En 1995 et non en 1996 comme nous l’avions écrit dans un article intitulé « l’empire de la raison 1», Solange ADELOLA FALADE énonce en présence d’Aimé CESAIRE qu’elle appelle « maître », les propos suivants : « Je voudrais revenir sur ce qu’a été l’exigence de MANDELA et des siens. Dans la légende et, surtout, avec l’expérience que la psychanalyse nous a donnée, nous savons que PENIA est, disons, dans cette position féminine où quelque chose est à exiger à l’autre… est à exiger de l’autre parce qu’il y a la différence sexuelle et que, pour une femme, pour pouvoir être sur ce plan où le dialogue est possible avec un homme, il n’y a qu’un biais, celui de l’amour. Ici, je ne veux pas développer mais je voudrais surtout dire que, pour nous, psychanalystes, il n’est pas question ni d’infériorité ni de supériorité : c’est autour de ce qui fait la différence, la différence des sexes que ceci se pose. Donc, l’exigence de PENIA c’était l’amour de POROS. L’exigence de ces hommes qui ont lutté, l’exigence de MANDELA, ce n’était nullement l’amour. C’était que leur soit reconnue la dignité d’homme. Et je pense que c’est parce qu’ils s’en sont tenus à cela – ô combien, avec quelle férocité, si je puis dire –, c’est parce qu’ils s’en sont tenus à cela qu’on a pu connaître ce que nous connaissons, il n’y a pas eu ce qui était craint, ce déferlement de la haine. Parce que, avec l’amour, il y a son envers, c’est la haine. Et s’ils avaient lutté pour être aimés et non pas pour être reconnus comme des hommes dignes de porter ce qu’un être humain doit porter, quel qu’il soit, s’ils avaient lutté pour autre chose, croyez-moi, vraisemblablement ils auraient été mal aimés et c’est à ce moment-là que le pire aurait pu se passer. 2»

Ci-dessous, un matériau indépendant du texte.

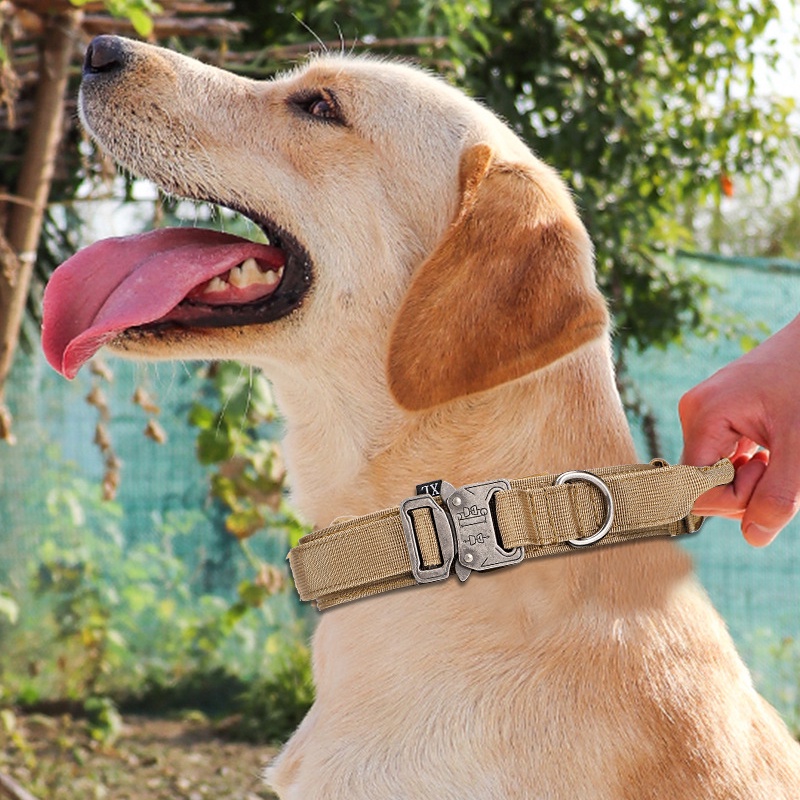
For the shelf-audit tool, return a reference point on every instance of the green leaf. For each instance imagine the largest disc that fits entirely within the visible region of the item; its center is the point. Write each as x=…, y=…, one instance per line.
x=214, y=446
x=9, y=608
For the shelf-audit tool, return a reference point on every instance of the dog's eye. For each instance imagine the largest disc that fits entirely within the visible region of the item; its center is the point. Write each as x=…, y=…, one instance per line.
x=321, y=105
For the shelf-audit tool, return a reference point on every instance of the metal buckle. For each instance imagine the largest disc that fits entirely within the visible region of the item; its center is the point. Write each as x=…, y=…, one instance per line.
x=465, y=526
x=478, y=540
x=605, y=526
x=444, y=534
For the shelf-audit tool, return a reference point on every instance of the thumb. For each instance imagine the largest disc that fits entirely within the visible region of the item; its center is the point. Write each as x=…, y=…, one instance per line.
x=775, y=499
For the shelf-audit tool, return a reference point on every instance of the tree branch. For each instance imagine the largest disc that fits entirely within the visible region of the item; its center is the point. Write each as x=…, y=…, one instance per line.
x=24, y=222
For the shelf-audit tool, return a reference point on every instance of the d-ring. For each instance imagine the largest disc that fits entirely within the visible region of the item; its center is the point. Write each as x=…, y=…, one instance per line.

La question de la reconnaissance est l’objet d’une exigence nous dit FALADE. Ce serait ce à quoi Nelson MANDELA se serait attaché. Mais quelle est la pertinence de cette exigence à terme ? La reconnaissance est dans la construction hégélienne ce qui marque la dette que le vaincu contracte vis-à-vis du vainqueur. La reconnaissance fait naître le maître, l’institue, elle en est la condition même car le maître n’est pas sans la reconnaissance venant de l’esclave.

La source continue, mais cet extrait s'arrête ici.